When I was about 17 or so we took a family holiday to Crete. One day my Dad and I got up at 4:30 or something to get a coach to go for a walk down the Samaria Gorge. This basically involves a long walk down a steep hillside, switchbacking down before a flatter hike out to the sea and a boat to take us back. Being adorable I decided to do ‘ski jump turns’ down this steep track. I still recall the look my Dad gave me. Let’s go with ‘exasperation’, shall we?
Anyway, 16 years and a large number of beers and pizza later Amy and I were hiking back from Bolshiye Koty. This is about a 25km hike, relatively flat by the coast of Lake Baikal and then up and over an 800m hill to Listvyanka. I’d been puffing along quite reasonably given the 12kg pack on my back (although significantly aided by the fact that it was~16C and not 28C as it had been two days earlier when we’d gone the other direction). 4 hours in we started climbing, and I was given a taste of my Cretian medicine as I turned a corner to see my far too chirpy wife waiting for me and doing a Beyoncé dance to ‘Put A Ring On It’. Despite my protestations that I did in fact ‘put a ring on it’ I endured this way too happy for so much walking dance with a look I call ‘withering joy’.
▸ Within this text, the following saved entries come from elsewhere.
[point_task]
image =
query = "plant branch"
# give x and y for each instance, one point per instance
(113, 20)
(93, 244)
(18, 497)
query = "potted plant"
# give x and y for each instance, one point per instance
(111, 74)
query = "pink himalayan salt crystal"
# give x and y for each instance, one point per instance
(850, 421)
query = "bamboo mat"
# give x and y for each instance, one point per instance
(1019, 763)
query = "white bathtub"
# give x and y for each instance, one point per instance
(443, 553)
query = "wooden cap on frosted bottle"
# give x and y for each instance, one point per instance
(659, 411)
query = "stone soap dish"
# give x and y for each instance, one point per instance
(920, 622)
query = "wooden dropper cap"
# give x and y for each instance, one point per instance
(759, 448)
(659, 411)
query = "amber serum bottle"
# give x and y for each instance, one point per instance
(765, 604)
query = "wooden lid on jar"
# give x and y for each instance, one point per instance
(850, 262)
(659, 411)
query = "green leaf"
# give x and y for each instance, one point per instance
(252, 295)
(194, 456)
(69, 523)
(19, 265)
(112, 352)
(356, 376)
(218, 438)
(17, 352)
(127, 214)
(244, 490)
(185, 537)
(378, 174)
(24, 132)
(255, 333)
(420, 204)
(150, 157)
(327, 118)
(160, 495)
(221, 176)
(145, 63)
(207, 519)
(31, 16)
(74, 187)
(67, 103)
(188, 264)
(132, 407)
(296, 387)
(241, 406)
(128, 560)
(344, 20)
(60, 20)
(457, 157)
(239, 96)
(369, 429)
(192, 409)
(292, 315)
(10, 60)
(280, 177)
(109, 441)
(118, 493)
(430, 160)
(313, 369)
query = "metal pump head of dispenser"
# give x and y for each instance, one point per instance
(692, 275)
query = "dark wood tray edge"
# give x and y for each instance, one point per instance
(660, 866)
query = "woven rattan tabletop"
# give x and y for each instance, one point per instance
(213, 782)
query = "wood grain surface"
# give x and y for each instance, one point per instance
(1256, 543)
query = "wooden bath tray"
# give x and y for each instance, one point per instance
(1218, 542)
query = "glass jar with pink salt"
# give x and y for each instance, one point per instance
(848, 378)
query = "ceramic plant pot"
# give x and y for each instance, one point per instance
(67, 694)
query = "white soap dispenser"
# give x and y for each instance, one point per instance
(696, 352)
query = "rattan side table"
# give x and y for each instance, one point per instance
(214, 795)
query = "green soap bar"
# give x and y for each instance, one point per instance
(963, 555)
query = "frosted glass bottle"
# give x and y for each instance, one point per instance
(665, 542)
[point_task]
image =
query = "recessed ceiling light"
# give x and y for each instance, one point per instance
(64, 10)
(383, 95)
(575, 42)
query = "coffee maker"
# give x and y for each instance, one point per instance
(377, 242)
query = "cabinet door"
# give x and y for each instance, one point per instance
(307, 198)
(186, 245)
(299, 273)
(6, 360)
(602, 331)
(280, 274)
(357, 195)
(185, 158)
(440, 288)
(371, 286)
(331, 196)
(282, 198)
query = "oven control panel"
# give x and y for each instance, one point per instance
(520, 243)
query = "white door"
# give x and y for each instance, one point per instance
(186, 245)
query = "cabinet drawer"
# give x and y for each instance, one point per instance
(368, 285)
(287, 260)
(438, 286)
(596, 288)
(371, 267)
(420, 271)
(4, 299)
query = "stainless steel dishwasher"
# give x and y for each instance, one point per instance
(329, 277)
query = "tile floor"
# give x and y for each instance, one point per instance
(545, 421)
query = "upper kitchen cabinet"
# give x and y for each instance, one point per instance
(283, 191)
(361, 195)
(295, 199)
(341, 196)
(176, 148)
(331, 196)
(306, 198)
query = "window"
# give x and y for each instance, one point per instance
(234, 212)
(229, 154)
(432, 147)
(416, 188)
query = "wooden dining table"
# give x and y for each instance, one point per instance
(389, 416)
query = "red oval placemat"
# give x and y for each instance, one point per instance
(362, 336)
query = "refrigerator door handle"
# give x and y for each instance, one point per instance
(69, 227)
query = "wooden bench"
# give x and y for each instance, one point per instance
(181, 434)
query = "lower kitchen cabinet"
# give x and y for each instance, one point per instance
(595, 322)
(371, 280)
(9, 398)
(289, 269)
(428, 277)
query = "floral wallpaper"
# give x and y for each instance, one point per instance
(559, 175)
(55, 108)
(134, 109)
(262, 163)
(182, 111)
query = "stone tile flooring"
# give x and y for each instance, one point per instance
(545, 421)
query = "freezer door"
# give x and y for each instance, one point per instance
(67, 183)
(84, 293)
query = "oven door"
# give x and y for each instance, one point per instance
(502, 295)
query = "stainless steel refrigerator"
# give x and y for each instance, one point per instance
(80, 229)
It was lovely out in Lake Baikal and a great break from the city hopping that we’d previously done. Our initial hike was knackering, but utterly beautiful. We got out to our remote destination in time for a sauna, a couple of beers and some photos of the milky way. Pretty sweet. The next day was recovery from our previous exertions, but sadly not much else. Something about the beginning of September caused the temperature to drop from 28C to 13C. Rainclouds gathered overhead and we broke out a few extra layers for the first time on the trip.
Lake Baikal is a pretty interesting place, allegedly if all the drinking water in the world was tainted, it could still quench the world’s thirst for 40 years! We filled out water bottles direct from the lake which is at best 15C. One of the slightly odd things is the total lack of traffic on the lake. A couple of ferries play their way up and down and there are a handful of fishing boats, but that’s it. It was very surprising to see no sailing boats at all – especially as it would have been perfect for sailing. Maybe they’re on the other side – at the more ‘beachy’ resorts.
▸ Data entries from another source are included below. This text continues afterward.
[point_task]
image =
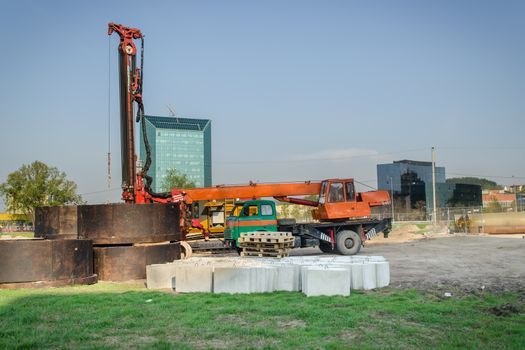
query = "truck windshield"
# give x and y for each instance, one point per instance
(322, 195)
(237, 209)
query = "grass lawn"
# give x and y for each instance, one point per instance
(108, 315)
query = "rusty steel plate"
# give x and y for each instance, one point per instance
(56, 222)
(127, 263)
(56, 283)
(128, 223)
(45, 260)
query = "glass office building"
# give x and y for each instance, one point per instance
(408, 179)
(411, 183)
(177, 143)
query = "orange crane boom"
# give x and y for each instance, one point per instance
(251, 191)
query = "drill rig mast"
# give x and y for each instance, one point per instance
(130, 81)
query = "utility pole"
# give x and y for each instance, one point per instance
(434, 218)
(392, 196)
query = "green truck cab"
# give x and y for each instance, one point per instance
(249, 216)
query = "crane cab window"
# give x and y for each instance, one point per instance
(350, 192)
(322, 195)
(335, 193)
(250, 210)
(237, 210)
(266, 209)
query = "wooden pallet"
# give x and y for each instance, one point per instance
(265, 254)
(266, 239)
(264, 245)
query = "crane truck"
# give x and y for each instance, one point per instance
(344, 218)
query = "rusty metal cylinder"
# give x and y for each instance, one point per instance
(109, 223)
(128, 223)
(37, 263)
(124, 263)
(56, 222)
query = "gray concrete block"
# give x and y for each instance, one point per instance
(288, 278)
(382, 274)
(232, 280)
(327, 281)
(262, 279)
(189, 279)
(160, 276)
(363, 276)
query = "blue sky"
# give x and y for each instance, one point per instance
(296, 90)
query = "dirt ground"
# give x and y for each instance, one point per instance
(450, 262)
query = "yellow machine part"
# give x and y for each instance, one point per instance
(13, 217)
(225, 207)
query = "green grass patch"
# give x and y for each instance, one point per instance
(108, 316)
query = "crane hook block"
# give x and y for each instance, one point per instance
(126, 37)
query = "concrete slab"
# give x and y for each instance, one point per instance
(190, 279)
(160, 276)
(232, 280)
(382, 274)
(327, 281)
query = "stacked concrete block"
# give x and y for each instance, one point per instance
(160, 276)
(382, 274)
(232, 280)
(363, 276)
(314, 275)
(194, 279)
(288, 278)
(326, 281)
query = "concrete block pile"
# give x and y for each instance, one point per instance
(313, 275)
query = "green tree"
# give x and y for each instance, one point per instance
(37, 184)
(494, 206)
(484, 183)
(174, 179)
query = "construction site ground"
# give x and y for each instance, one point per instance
(427, 258)
(423, 258)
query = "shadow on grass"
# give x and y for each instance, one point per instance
(62, 318)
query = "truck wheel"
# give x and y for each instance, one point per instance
(348, 243)
(284, 222)
(326, 247)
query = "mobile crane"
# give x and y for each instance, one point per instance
(345, 218)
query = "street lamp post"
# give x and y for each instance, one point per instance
(392, 196)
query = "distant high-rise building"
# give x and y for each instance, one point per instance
(177, 143)
(411, 183)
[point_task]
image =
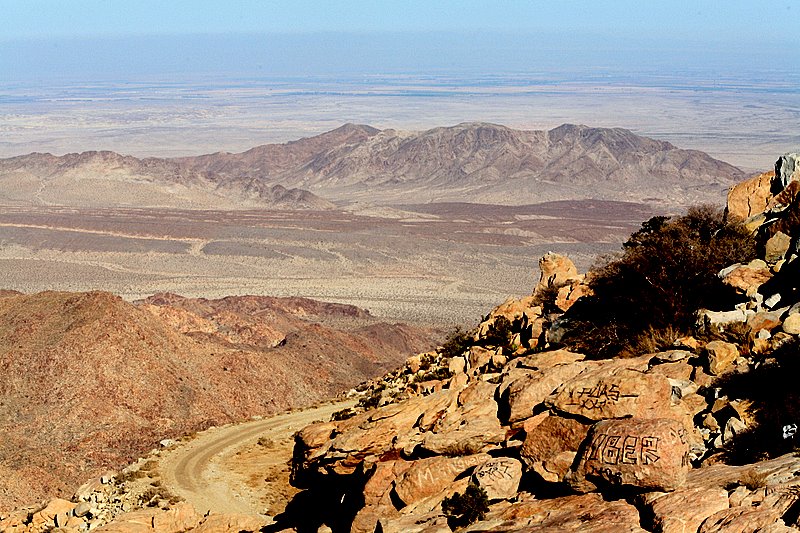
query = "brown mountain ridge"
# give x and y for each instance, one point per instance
(91, 381)
(476, 162)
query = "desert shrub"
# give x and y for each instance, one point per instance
(753, 480)
(772, 389)
(546, 298)
(738, 333)
(653, 340)
(456, 343)
(344, 414)
(464, 509)
(499, 333)
(665, 273)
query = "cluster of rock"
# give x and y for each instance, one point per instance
(626, 443)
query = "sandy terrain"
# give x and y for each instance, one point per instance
(241, 468)
(440, 265)
(746, 121)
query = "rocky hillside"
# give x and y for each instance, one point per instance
(505, 430)
(91, 381)
(108, 179)
(479, 162)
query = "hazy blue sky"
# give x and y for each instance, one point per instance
(108, 38)
(720, 18)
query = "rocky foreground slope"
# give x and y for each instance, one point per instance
(500, 430)
(90, 381)
(505, 431)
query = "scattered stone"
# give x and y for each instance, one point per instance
(721, 356)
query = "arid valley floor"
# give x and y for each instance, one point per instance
(441, 264)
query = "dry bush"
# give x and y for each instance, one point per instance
(666, 272)
(652, 340)
(753, 480)
(456, 343)
(464, 509)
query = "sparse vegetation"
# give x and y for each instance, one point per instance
(752, 479)
(464, 509)
(772, 389)
(456, 343)
(667, 271)
(372, 400)
(499, 333)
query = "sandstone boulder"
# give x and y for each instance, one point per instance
(427, 477)
(499, 477)
(551, 445)
(787, 169)
(721, 356)
(750, 197)
(530, 389)
(613, 391)
(587, 513)
(746, 278)
(238, 523)
(776, 247)
(791, 324)
(646, 454)
(685, 509)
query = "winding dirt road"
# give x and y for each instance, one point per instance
(195, 470)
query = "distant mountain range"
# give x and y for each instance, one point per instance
(476, 162)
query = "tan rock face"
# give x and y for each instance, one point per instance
(587, 513)
(684, 510)
(776, 247)
(547, 440)
(721, 356)
(615, 392)
(499, 477)
(556, 270)
(530, 389)
(647, 454)
(746, 279)
(427, 477)
(750, 197)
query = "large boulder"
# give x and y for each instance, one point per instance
(586, 513)
(551, 445)
(750, 197)
(685, 509)
(427, 477)
(499, 477)
(787, 169)
(613, 390)
(647, 454)
(528, 390)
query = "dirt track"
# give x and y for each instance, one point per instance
(196, 470)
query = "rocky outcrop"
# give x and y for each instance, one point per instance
(649, 428)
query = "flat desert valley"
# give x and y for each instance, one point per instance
(441, 264)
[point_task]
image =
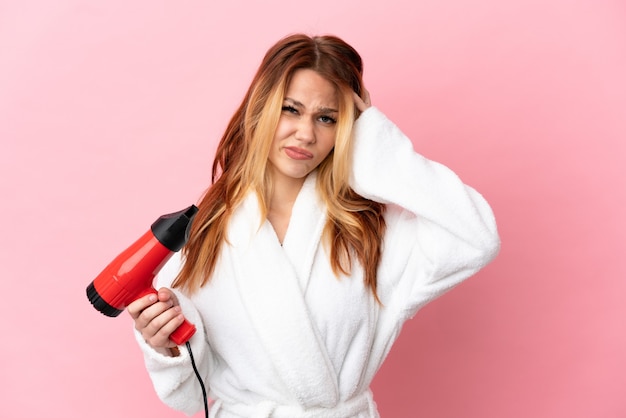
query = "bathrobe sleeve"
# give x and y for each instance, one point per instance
(439, 230)
(173, 377)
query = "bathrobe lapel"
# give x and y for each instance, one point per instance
(272, 280)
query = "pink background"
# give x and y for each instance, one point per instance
(109, 115)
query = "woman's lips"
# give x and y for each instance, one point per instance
(298, 153)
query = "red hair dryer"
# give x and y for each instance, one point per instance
(130, 275)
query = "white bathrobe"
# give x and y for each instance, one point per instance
(279, 335)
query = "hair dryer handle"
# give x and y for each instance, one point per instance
(183, 333)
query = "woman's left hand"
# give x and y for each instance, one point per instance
(362, 103)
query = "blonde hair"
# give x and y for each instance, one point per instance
(355, 225)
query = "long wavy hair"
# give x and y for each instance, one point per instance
(355, 225)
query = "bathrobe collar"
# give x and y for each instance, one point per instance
(272, 282)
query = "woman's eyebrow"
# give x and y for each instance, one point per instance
(321, 109)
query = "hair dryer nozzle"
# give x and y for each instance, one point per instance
(172, 230)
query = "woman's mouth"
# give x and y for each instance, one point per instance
(298, 153)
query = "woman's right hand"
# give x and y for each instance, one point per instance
(156, 316)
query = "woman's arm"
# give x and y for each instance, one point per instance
(440, 231)
(168, 365)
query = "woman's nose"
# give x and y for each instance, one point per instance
(305, 131)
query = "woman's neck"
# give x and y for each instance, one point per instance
(284, 194)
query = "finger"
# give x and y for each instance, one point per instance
(137, 307)
(360, 103)
(166, 294)
(158, 332)
(366, 97)
(148, 315)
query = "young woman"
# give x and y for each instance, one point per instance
(322, 233)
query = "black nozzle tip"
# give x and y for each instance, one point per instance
(172, 230)
(99, 303)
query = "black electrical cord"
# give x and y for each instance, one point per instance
(195, 369)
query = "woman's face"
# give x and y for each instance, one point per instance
(305, 134)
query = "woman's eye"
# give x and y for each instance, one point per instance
(290, 109)
(327, 119)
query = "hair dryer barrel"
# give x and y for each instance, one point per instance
(130, 275)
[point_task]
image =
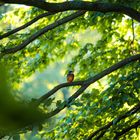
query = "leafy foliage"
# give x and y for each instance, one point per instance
(102, 102)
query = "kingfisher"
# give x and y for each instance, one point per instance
(70, 76)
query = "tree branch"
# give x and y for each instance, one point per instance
(79, 5)
(42, 31)
(135, 125)
(55, 89)
(25, 25)
(84, 84)
(116, 120)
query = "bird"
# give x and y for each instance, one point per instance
(70, 76)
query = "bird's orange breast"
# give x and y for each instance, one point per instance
(70, 77)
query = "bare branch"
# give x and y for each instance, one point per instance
(55, 89)
(25, 25)
(79, 5)
(85, 84)
(42, 31)
(116, 120)
(135, 125)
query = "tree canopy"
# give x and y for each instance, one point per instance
(105, 99)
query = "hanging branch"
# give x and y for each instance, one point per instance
(25, 25)
(42, 31)
(79, 5)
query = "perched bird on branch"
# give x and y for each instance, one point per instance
(70, 76)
Deciding that we were going to have walk significant amounts at high altitude in a month’s time anyway, we decided to trek back a day early rather than wait for the boat. This was a great experience (Amy’s taunting dancing aside) as we completed the walk in an hour and a half less, sorted our bag weightings and adjustments and enjoyed a very peaceful time – we only saw one other couple on the whole trek back. Staying the night in Listvyanka we enjoyed a nice dinner (mercifully low on dill – more on this Russian obsession at a later date). This morning (Tuesday) we were able to sate Amy’s desire to see nerpas (a kind of fat, cute seal native to Baikal) as we attended a performance of them scoring waterpolo goals, playing the saxophone, painting, and fetching plastic flowers for each other. Narrated entirely in Russian, it was bizzare, but endearing. We then hopped in a passing minibus to take us back to Irkutsk. Tomorrow we catch a train to Mongolia, saying goodbye to Russia!